Measure for the new upper and lower railings, cut and install railing brackets or "L" brackets and screws. The bottom opening between the lower rail and porch and the height of the upper rail must meet code requirements. Measure, mark and install both railings to stay within those requirements.
Typical Composite Railing Assembly
Install balusters with an even spacing or 4 inches maximum between the balusters. Calculate number of balusters and cut two blocks to match the spacing. The space on each end will probably be less than 4 inches, align the balusters so that you have equal spacing on each end. For example, if you have 7 inches of space left after all the balusters are installed; make each space 3 ½ inches, not 4 inches and 3 inches. Use the blocks to space the balusters during installation. Drill pilot holes and attach each baluster with two screws, one at the top and one at the bottom.
To obtain an even spacing pattern take the width of one baluster and add 3-1/2 inches to it. Divide this number into the distance between the two posts, and round it to the nearest whole number.
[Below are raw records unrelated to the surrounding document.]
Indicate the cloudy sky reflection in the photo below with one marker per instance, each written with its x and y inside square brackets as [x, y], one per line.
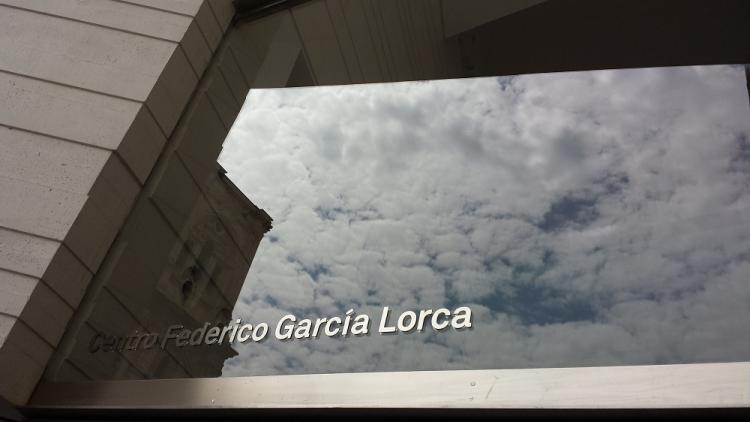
[588, 218]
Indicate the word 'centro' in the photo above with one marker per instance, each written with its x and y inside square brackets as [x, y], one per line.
[289, 327]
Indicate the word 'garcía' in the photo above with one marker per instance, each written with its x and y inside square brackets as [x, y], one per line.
[289, 327]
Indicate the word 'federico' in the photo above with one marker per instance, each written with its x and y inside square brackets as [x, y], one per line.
[288, 328]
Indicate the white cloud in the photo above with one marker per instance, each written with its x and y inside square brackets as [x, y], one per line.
[592, 218]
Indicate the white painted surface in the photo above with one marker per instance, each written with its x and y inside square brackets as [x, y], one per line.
[617, 387]
[113, 14]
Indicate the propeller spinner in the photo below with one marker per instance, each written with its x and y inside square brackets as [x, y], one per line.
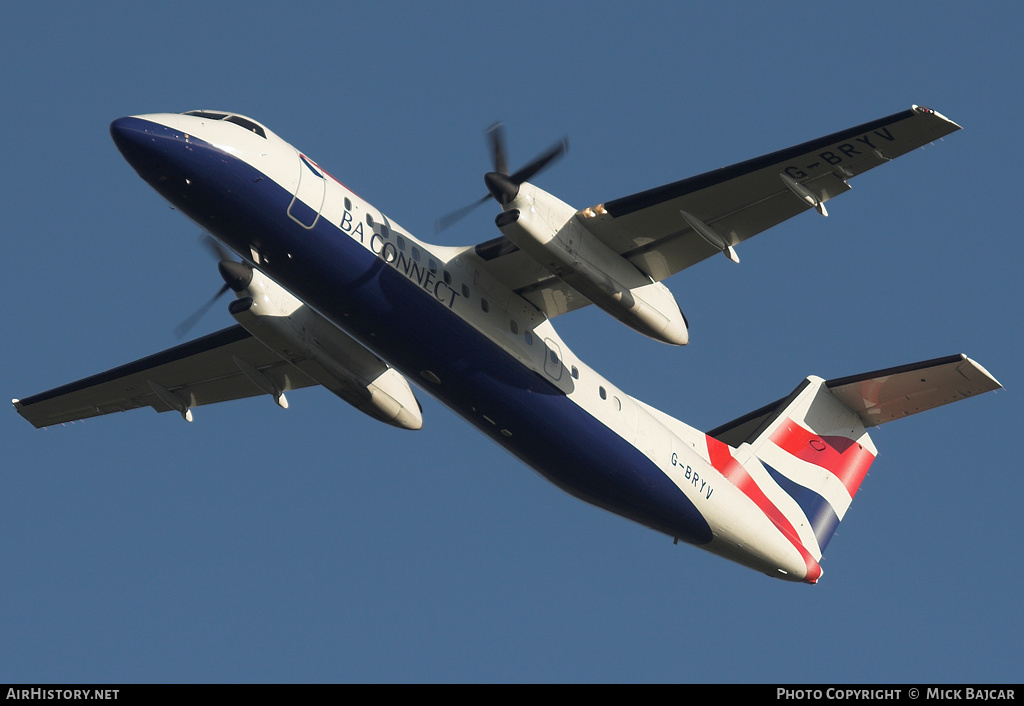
[503, 187]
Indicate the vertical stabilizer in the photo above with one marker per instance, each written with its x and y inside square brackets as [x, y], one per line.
[817, 452]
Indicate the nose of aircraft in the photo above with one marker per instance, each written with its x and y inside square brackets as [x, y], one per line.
[135, 139]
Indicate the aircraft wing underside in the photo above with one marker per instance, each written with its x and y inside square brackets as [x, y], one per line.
[658, 231]
[201, 372]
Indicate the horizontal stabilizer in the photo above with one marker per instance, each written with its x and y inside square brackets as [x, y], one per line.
[882, 396]
[897, 392]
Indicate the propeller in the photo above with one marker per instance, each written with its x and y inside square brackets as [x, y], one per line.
[503, 187]
[237, 276]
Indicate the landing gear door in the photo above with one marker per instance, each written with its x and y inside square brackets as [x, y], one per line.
[309, 191]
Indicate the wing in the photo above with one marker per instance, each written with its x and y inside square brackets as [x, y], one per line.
[671, 227]
[218, 367]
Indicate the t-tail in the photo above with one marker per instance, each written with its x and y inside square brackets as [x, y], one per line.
[802, 459]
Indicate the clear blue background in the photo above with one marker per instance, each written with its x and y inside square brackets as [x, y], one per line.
[258, 544]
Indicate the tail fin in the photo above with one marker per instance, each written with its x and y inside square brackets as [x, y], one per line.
[814, 448]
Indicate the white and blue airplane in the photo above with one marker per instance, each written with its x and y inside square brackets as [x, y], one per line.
[331, 291]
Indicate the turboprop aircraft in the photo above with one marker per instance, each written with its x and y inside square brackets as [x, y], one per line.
[331, 291]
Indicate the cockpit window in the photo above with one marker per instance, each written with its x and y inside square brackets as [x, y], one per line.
[209, 115]
[246, 123]
[228, 118]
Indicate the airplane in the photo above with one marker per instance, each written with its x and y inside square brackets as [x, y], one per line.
[330, 291]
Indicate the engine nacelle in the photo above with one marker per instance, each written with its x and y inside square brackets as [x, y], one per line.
[546, 229]
[325, 353]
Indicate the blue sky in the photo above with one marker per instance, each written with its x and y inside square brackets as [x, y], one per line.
[314, 544]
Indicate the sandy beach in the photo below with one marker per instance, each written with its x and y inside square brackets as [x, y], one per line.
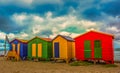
[50, 67]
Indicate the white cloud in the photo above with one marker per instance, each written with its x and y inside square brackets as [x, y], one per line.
[36, 24]
[36, 29]
[113, 29]
[11, 36]
[19, 19]
[21, 3]
[29, 3]
[2, 35]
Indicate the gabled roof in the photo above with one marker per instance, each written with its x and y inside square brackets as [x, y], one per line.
[20, 40]
[96, 32]
[46, 39]
[65, 37]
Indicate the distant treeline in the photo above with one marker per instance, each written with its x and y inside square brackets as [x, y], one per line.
[3, 49]
[117, 49]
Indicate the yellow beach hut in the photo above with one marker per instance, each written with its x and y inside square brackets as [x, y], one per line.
[63, 48]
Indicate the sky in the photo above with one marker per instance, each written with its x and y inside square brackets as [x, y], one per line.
[25, 19]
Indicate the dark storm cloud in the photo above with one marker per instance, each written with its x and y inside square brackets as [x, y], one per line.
[111, 8]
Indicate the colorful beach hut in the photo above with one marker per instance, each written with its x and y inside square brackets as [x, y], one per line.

This is the number of balusters. Divide the distance between the two posts by the number of balusters, and you have the center-to-center spacing of each baluster. Simply subtract the width of the baluster from this number for the space in between balusters.
Assemble railings and balusters prior to installation. Cut upper and lower rails equally on both ends by cutting half of the amount off each end. Round tubular balusters install over small balls screwed into the railings. Others fit into holes along the upper and lower rails.
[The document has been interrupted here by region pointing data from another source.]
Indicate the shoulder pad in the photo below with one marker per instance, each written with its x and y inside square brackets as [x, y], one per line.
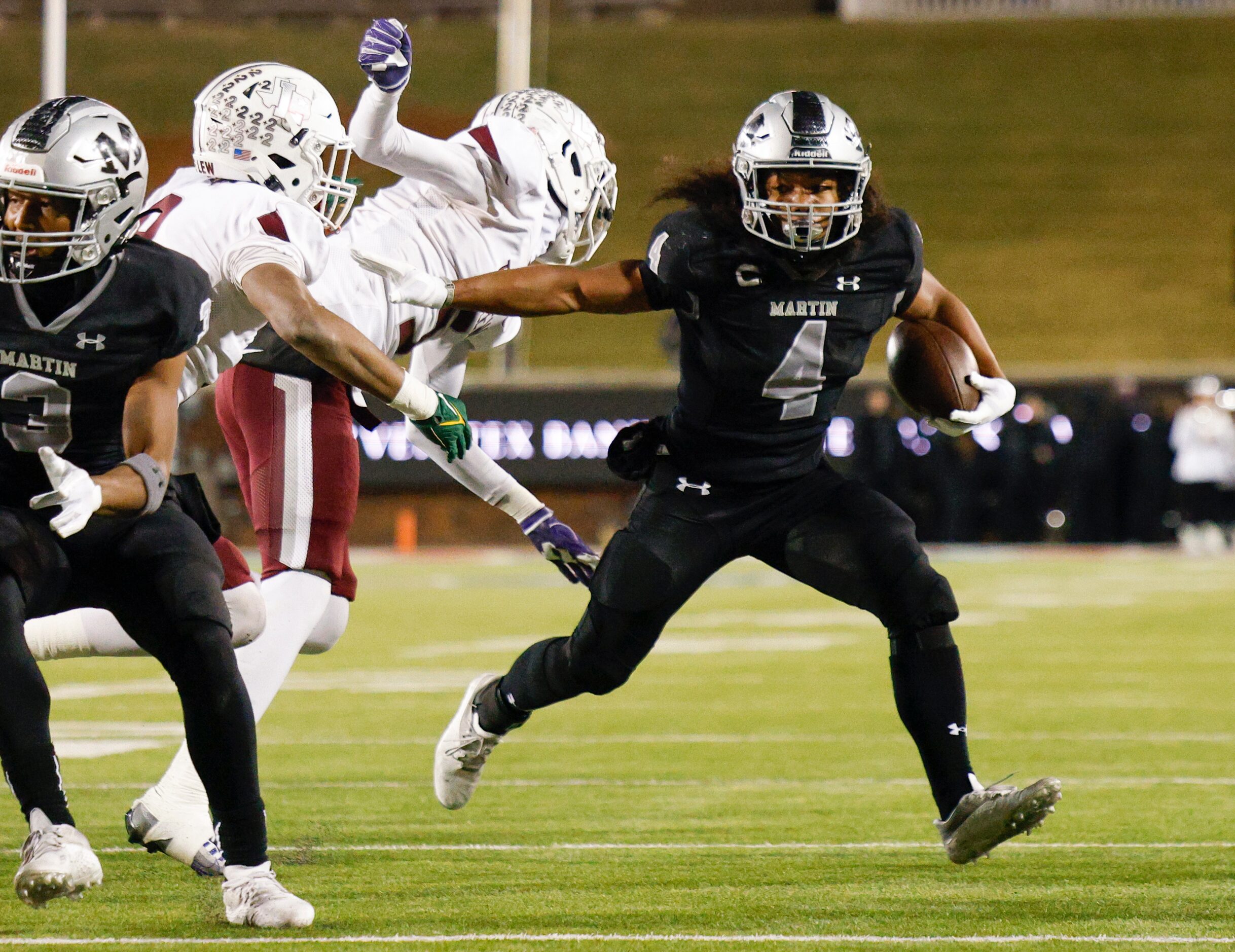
[686, 251]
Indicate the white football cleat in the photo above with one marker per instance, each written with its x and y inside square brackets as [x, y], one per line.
[462, 750]
[183, 832]
[56, 861]
[990, 815]
[253, 897]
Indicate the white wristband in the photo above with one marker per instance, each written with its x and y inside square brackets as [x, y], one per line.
[518, 503]
[415, 399]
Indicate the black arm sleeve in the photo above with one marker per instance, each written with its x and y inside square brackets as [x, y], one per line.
[913, 281]
[667, 273]
[187, 297]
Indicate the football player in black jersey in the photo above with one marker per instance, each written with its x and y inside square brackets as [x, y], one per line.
[781, 271]
[94, 326]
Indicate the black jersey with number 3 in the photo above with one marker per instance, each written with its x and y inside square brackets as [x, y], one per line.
[64, 376]
[767, 346]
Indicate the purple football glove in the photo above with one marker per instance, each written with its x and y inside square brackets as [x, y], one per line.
[386, 55]
[561, 546]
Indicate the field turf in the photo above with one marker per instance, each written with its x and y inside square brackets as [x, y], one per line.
[751, 782]
[1074, 179]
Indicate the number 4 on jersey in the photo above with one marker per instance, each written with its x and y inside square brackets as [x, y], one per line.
[801, 376]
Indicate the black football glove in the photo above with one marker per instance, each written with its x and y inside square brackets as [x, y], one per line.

Install the railing kits using blocks to hold the railing up. Drill pilot holes for the screws, and attach the rails to the posts with brackets. A long extension for your screwdriver bits will help drive those hard to get at screws in with the least amount of trouble.
Adding New Posts
If your deck or porch has a longer span than the railing kit you purchased, you will have to add an additional post. You may also want to add new posts to change the look of the porch or add structural integrity.
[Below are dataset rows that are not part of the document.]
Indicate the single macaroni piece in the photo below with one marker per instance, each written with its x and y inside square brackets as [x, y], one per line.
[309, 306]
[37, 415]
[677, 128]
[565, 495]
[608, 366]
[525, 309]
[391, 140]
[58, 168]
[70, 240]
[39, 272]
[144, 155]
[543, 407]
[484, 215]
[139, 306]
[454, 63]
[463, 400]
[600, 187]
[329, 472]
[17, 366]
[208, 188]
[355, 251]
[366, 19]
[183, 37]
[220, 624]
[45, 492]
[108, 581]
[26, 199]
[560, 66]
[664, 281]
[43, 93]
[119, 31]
Mark Cut lines on the Porch Floor for a New Post
Measure the distance between existing porch roof supports or posts to determine if the porch railing stock will span the distance. If wooden railings are not long enough, center cut lines dimensioned for a new post halfway between the porch supports.
Create a New Opening for the Post
Drill a starter hole for a jigsaw blade within cut lines marked for the new railing post. Cut precisely along the rectangular cut lines with a jigsaw. Insert the post into the hole and rest it on a leveled brick or concrete paver placed on the ground.
Attach the Railing Post to Porch
Bore pilot holes into the framing with a right-angled drill, working from a position beneath the porch. Insert lag screws to attach the new post to the porch floor joists. Snug the lag screws with a socket wrench.
Making a Baluster and Railing with Wood Components
After cutting the top and lower railing, space balusters according to building code along the bottom porch railing. Lay out the pieces on a flat surface and screw through the underside of the bottom wooden railing into the center of the positioned balusters.
Set the bottom railing and baluster assembly upright and position the top railing after marking baluster positions. Adjust the balusters as necessary on the marks and drive two nails through the railing into each baluster to stop it from rotating.
Screwing railing assembly to posts
Secure porch railing units to posts with stainless steel or epoxy coated screws. First, position the piece of railing between posts, ensuring that it is level and doesn't bind. Drill angled pilot holes from each side of the rails and drive in screws.
Remove excess length from the new post top with a handsaw. Add a decorative cap and finial to top the new post and match any existing stair railing posts. Prime and paint the porch railings and the new post.